A naive user of RSA has announced the public key $n = 2903239, e = 5$. Eve has worked out that $n = 1237×2347$. Verify that the public key is valid and explain why the private key is $d = 2319725$. [Calculators are not required.]
This question comes from a mock exam that I am trying to solve for tomorrow.
I attach my working out:
$n = p\;q = (1237)(2347) = 2903239$
$\varphi(n) = (1237-1)(2347-1) = 1236(2346) = 2899656$
$d\;e \bmod \varphi(n) = 1$
$e = 5$
$5\;d \bmod 2899656 = 1$
Applying the Euclidean algorithm:
$5\;x + 2899656\;y = 1$
$2899656 = 5(579931)+1$
- The public key part: $(e,n) = (5, 2903239)$
- The private key part: $(d,n) = (2319725,1)$
I do not understand how the private key is calculated, nor how to do this with a calculator.
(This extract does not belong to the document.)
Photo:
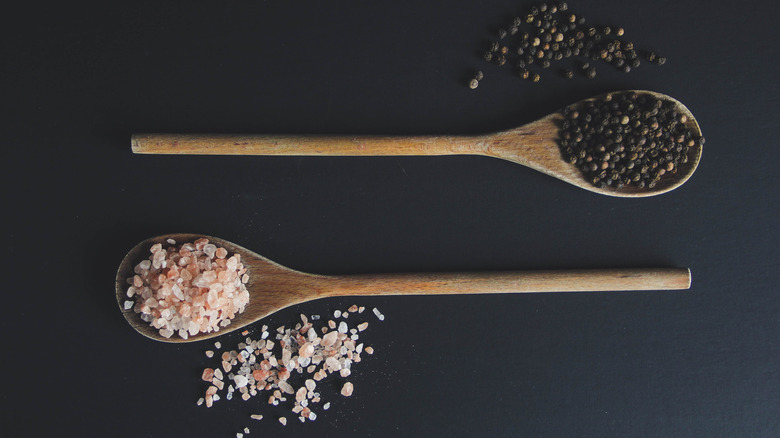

Any help would be welcome.
EDIT: $$\varphi (n) = (1237-1)(2347-1)= 2899656 \neq 2903239$$
de mod (phi(n)) = 1
5d mod 2903239 = 1
5x + 2903239y = 1
2903239 = 5(580647)+4
5 = 4(1) + 1
1 = 5 - 4(1)
1 = 5 - (2903239 - 5(580647)
1 = 5 - 2903239 + 5(580647)
1 = 5(580648) - 1(2903239)
I am still unsure of how to obtain the private key value from this.
2903239 - 5860648 = 2322591
This value is not the same as the desired value of d, d = 2319725.